Top Takeaways: Generational Differences


Management trainers and HR professionals are salivating over a trendy topic: the concept of generational differences. And outside the professional sphere, meme culture has explored with images depicting the differences between millennials, Gen Xers, and Baby Boomers. Typically these images contain some sort of verbal shouting match, with each generation describing the other as the "most narcissistic!"


As seductive as focusing on the tension is, the big question needs to be: when does it benefit us to focus on the differences and when does it benefit us to focus on what we share in common?


Two researchers and consultants have taken on that prompt and proposed the following breakdown of when generational differences matter and when generational perspectives align.


According to their research, the three generational differences that matter are management preferences, team culture, and motivations. As it relates to management preferences, most millennials are seeking a coach or mentor style manager, whereas baby boomers are seeking specific qualities in their boss: fair, ethical, dependable, and consistent. Team culture and tendencies around collaboration can also vary greatly based on generation, and are key to pay attention to. Finally, motivations for taking a job vary greatly, with more millennials citing company values alignment as being important to them, while older generations cite salary and working in an innovative environment as essential motivators.


However, just as there are areas to pay attention to in order to smooth out differences and keep the peace, there are also areas where different generations actually have a lot in common. These areas are: flexible schedules, making an impact, and - again - motivation. Even though millennials are seen as the work-from-home generation, it turns out that most generations crave some flexibility in their schedule and where work gets done.
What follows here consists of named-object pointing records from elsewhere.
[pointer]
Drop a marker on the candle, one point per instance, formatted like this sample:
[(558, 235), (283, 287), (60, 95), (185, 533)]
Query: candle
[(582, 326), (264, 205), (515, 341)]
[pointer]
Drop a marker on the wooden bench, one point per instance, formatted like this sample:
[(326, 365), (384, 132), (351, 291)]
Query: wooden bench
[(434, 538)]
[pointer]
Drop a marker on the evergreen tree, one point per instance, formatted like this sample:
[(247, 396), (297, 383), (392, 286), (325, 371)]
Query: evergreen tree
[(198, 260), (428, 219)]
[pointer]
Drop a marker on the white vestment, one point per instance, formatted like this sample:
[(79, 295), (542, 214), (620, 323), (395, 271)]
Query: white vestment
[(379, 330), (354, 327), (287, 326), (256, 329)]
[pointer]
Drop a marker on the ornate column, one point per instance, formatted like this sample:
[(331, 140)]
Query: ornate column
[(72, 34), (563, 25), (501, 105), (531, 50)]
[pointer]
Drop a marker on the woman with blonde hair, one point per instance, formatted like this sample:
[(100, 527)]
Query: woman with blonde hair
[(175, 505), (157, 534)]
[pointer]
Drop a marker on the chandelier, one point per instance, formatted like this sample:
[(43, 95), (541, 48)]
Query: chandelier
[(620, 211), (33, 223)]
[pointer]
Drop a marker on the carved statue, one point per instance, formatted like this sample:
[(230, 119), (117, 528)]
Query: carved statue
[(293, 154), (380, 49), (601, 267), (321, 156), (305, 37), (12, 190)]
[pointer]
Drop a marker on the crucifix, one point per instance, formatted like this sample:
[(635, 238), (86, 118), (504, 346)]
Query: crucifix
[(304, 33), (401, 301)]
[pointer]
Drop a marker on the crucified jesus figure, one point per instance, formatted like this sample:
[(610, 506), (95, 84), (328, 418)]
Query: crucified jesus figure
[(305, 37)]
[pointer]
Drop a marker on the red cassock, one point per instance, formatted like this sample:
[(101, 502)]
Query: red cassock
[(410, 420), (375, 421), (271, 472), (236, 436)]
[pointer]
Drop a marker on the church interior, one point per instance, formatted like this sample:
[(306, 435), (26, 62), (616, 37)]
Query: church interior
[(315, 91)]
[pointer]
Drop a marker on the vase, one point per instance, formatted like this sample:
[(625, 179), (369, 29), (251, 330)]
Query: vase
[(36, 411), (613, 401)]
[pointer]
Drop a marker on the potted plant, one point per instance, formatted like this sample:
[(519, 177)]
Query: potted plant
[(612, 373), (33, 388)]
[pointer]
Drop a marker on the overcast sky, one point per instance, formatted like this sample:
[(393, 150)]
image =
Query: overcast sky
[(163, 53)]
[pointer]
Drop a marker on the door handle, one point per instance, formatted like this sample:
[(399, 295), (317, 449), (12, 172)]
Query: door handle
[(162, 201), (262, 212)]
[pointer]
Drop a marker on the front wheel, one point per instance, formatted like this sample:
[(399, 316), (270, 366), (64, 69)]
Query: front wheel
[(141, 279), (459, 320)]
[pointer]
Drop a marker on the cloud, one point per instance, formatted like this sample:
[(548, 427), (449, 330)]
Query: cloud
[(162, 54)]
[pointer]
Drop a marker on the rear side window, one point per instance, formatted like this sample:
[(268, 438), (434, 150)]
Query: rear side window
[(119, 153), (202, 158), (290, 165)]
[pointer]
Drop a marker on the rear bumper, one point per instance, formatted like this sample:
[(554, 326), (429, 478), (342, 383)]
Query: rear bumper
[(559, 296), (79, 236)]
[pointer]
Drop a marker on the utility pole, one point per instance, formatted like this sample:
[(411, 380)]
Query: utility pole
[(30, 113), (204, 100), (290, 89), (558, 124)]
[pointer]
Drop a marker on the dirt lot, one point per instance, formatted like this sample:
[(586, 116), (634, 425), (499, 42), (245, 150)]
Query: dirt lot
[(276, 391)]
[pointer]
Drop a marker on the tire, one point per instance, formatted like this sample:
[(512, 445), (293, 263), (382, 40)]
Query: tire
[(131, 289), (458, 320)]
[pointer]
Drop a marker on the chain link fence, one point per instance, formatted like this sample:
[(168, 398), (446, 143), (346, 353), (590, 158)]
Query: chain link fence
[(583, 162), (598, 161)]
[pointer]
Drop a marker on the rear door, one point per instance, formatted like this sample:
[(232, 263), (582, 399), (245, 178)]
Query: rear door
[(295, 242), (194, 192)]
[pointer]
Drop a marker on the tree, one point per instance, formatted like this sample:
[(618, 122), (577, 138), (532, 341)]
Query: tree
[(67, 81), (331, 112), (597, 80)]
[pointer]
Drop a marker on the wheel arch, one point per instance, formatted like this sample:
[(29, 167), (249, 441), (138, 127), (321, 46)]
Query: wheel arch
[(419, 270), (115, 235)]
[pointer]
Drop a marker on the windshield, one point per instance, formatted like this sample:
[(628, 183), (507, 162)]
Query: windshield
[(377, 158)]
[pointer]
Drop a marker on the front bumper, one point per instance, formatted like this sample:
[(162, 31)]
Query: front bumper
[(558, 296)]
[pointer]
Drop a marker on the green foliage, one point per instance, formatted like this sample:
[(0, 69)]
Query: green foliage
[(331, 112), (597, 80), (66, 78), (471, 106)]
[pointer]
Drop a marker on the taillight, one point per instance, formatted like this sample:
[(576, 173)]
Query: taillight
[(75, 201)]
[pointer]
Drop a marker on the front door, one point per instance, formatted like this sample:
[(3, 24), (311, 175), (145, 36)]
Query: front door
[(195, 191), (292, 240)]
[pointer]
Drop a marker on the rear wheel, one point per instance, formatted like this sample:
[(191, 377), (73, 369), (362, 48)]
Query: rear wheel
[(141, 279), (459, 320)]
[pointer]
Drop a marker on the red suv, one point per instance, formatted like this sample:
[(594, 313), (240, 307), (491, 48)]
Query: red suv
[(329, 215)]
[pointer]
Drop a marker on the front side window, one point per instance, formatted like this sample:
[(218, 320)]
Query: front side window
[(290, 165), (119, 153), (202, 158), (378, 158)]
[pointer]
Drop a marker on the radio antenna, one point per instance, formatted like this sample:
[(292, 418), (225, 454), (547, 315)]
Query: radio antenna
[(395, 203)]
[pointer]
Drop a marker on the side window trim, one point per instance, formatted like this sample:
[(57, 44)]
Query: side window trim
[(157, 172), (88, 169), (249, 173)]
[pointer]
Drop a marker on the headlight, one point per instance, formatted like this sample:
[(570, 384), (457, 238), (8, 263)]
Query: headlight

It also turns out that millennials, gen x, and baby boomers alike crave making a difference at their companies, doing something groundbreaking, and having real impact. And yet again motivations come up - though some motivation differences matter (see above), employees across the generations are motivated and desire to stay at a company longer when they feel appreciated and recognized for their job well done.


Your best bet for navigating generational differences on your team and at your workplace? Consider a team huddle where you learn together and share commonalities as well as differences. As the researchers point out: "It’s an important discussion to have in order to help the team build understanding and unity, and discover how to collaborate and cooperate on the path to great work."